None of this will be easy, and some sectors will struggle more with it than others — e.g., financial trading floors, where stockbrokers bark into each other’s faces for eight hours a day. “They’re gonna have to learn to live at a new distance,” Bouchey says, “and require upgraded communications systems connected to headsets with more robust instant messaging.”
“Constraints breed creativity,” says Jordan Birnbaum, Chief Behavioral Economist at ADP. “In that regard, this can be a wonderful opportunity for us to become more impactful, empathetic and effective communicators. Otherwise, we won’t succeed.” For longer-term organizational health, Birnbaum points to the self-determination theory, which says there are three human needs that must be met for an employee to be satisfied: autonomy, mastery and relatedness. “Successful organizations in this new, weird business landscape, will be the ones who can figure out how to give their employees those three things.”
So while some physical adjustments are to be expected, a majority of office modifications will largely be behavioral, says Woolum, who leads ZGF’s “return-to-office task force.” “I traveled 170,000 miles for work last year — to Boston, Chicago, San Antonio, New York — which is a lot of fucking air travel. I don’t see myself traveling that much anymore.”
“I don’t think business travel is ever going to be the same,” predicts Gary Leff, a travel industry expert and author of the blog, View from the Wing. Leff expects most companies to be grounded until 2021, when business travel will remain “very limited.” The convention and trade show business will be substantially impacted for a long time, he adds, because they’re dependent on bringing large groups of people together. “The entire value proposition is meeting with others,” he continues. “It doesn’t become valuable if no one else is going.”
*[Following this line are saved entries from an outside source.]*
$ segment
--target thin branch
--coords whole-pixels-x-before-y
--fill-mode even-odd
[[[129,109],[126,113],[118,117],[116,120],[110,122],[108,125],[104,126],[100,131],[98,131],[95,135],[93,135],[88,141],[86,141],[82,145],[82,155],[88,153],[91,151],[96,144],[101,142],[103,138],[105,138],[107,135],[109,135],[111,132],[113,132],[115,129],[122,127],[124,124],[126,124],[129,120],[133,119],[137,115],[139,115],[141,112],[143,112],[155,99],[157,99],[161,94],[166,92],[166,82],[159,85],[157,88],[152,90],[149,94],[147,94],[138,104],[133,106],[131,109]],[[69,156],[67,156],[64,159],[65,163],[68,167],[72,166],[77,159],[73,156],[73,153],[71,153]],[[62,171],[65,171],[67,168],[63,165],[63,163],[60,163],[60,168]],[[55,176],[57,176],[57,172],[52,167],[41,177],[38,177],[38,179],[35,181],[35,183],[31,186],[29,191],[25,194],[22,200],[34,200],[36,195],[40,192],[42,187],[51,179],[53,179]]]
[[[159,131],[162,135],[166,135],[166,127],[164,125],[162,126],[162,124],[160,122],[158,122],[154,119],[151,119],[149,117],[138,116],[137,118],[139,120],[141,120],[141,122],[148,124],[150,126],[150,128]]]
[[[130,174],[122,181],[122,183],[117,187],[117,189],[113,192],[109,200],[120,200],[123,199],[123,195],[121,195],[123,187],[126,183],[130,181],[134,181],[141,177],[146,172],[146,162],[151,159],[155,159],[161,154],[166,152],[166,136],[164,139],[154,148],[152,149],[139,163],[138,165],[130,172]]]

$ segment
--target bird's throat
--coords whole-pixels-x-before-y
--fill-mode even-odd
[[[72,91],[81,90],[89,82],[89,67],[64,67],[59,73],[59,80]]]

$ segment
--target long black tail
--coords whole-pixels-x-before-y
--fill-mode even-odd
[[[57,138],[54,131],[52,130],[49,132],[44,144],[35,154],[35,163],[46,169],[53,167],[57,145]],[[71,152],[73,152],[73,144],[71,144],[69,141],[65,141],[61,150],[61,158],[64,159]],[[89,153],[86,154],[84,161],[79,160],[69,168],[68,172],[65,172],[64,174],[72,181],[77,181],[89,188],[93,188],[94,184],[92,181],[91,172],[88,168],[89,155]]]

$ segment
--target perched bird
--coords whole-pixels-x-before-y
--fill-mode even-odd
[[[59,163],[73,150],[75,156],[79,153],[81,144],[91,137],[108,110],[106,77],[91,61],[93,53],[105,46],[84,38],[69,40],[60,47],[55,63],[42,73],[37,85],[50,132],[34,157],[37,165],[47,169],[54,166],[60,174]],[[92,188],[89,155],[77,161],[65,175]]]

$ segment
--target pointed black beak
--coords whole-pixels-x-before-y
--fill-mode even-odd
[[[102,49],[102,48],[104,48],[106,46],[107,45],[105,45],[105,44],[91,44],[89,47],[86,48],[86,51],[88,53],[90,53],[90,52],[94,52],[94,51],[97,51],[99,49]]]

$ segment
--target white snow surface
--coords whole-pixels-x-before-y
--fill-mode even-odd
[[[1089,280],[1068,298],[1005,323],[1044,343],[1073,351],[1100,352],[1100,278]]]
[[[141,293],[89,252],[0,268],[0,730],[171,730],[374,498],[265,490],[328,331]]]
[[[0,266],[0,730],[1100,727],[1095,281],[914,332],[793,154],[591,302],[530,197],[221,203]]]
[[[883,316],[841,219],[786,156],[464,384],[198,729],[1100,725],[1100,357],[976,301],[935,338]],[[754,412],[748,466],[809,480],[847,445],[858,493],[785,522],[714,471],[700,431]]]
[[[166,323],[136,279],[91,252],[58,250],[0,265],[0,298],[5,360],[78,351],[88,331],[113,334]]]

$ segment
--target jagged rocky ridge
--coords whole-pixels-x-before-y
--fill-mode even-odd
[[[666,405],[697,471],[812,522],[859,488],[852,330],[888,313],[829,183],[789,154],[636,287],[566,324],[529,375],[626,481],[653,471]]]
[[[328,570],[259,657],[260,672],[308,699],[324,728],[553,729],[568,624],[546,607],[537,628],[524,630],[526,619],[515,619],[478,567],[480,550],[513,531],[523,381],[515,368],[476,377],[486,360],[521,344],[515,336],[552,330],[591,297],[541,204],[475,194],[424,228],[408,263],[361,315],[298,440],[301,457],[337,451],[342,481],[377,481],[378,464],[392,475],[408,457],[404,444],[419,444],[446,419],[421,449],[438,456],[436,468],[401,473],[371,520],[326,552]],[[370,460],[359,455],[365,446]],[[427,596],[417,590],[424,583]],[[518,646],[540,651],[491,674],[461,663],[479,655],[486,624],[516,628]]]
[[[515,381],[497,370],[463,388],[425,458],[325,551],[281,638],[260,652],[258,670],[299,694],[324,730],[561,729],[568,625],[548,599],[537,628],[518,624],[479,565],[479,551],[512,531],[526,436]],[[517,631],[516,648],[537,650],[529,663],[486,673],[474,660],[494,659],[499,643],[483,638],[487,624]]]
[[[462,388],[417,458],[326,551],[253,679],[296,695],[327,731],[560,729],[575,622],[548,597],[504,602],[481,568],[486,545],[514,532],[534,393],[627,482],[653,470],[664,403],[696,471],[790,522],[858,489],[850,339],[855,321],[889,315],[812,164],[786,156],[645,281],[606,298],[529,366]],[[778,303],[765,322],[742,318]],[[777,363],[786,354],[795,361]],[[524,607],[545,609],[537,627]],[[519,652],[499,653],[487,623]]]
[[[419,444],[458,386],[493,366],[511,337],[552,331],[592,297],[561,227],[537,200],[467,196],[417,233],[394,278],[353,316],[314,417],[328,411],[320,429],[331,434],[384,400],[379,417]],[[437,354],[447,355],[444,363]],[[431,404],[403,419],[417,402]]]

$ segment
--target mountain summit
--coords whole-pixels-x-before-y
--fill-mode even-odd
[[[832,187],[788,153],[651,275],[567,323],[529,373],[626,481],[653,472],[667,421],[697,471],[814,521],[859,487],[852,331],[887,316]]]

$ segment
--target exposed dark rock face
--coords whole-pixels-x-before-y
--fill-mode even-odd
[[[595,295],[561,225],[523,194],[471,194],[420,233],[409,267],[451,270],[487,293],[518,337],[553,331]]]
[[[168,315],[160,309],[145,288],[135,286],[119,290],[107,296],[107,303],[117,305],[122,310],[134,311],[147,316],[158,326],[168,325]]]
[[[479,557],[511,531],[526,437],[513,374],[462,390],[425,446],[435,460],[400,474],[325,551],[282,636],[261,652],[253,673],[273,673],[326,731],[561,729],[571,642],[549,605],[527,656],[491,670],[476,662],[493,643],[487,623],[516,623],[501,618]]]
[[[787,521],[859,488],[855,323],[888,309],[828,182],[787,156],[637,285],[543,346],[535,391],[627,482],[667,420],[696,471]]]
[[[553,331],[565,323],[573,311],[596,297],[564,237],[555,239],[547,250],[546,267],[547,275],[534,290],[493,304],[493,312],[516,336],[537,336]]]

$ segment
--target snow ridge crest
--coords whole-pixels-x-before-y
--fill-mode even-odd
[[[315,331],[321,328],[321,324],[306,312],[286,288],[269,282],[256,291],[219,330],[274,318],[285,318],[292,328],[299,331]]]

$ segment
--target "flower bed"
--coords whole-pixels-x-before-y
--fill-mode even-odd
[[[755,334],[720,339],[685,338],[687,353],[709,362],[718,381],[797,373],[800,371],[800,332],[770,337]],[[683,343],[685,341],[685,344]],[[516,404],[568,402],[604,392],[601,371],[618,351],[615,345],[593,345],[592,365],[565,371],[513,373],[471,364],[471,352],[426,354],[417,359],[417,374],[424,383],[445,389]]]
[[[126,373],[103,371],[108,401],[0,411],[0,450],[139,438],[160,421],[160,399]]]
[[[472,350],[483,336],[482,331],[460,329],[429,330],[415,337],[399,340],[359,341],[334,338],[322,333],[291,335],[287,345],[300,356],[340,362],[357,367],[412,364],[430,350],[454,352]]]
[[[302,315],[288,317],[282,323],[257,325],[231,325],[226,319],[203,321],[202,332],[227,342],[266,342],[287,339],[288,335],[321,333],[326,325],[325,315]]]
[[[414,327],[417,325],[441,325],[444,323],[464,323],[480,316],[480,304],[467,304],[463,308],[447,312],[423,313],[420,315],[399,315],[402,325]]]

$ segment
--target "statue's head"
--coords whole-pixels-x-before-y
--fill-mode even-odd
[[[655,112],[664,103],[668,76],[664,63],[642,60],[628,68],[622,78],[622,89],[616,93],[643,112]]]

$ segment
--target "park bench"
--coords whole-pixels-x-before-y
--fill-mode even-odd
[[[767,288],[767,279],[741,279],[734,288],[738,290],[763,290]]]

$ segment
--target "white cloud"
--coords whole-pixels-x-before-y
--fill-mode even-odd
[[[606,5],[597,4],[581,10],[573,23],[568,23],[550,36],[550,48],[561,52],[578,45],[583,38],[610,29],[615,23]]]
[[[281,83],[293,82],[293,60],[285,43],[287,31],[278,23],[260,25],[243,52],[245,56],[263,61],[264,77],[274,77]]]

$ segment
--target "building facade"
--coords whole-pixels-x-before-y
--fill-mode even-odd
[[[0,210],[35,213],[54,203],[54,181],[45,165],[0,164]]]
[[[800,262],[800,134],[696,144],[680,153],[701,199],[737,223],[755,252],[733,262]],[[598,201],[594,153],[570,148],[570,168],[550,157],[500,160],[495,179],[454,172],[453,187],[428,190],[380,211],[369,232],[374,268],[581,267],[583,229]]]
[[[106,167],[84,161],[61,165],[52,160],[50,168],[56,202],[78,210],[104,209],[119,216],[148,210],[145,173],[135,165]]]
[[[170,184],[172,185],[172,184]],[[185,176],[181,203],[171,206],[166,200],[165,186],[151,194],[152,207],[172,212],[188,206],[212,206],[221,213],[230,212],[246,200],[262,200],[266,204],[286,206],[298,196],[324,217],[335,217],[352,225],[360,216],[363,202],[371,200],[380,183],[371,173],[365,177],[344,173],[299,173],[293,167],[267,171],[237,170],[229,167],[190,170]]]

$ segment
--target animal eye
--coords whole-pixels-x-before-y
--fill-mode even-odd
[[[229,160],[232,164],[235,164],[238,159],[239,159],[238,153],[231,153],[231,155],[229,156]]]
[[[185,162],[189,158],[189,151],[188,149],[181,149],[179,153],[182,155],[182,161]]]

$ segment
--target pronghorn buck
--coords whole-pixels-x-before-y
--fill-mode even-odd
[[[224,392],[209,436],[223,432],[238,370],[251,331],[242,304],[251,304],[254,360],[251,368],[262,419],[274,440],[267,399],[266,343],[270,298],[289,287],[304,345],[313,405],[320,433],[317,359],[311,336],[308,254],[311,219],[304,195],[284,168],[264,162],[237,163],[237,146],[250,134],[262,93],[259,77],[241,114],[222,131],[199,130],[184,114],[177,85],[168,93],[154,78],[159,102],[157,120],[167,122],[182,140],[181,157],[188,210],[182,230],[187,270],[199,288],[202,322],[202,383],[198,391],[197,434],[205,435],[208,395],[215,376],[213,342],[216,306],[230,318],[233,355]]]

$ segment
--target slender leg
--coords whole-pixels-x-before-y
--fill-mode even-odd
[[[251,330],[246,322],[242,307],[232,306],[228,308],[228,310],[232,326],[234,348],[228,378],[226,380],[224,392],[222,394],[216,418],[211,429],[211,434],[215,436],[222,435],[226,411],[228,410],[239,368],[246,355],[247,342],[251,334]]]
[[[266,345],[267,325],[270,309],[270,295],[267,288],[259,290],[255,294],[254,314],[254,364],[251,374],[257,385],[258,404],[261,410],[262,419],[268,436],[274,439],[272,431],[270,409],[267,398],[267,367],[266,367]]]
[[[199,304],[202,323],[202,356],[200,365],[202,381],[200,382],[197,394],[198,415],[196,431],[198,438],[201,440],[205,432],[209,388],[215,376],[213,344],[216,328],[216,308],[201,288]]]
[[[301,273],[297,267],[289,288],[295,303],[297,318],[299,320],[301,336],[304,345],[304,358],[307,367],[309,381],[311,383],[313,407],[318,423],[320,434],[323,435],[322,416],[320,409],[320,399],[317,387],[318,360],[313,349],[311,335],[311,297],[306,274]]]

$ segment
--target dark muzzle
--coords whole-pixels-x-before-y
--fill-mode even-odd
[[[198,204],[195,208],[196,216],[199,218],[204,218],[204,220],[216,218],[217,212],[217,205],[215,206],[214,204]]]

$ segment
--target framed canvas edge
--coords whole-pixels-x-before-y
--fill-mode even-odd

Still, Leff is confident that a certain amount of business travel will proceed because investors are wary of funding a company sight unseen. For C-suite travelers, he predicts a near-term increase in private air travel with companies like NetJets benefiting most. “It’s a little difficult to talk about that publicly now when so many companies are laying off workers, so the optics aren’t very good.” For the rest of us, Leff suggests buying multiple rows of cheap seats to ensure social distancing. “On competitive routes, you’ll often see $49 cross-country fares, so buying those extra seats for privacy becomes a good strategy. Virtually all the major U.S. airlines have let you do that for years, just nobody really knows about it.”
Overall, like Birnbaum said, if we think creatively enough about all of this, it might actually be the best thing that’s ever happened to us professionally, freeing us from our desks and the very expensive cities where most of our companies reside. Besides, if you end up missing the feel of the office, Jones always has a cubicle he can sell you.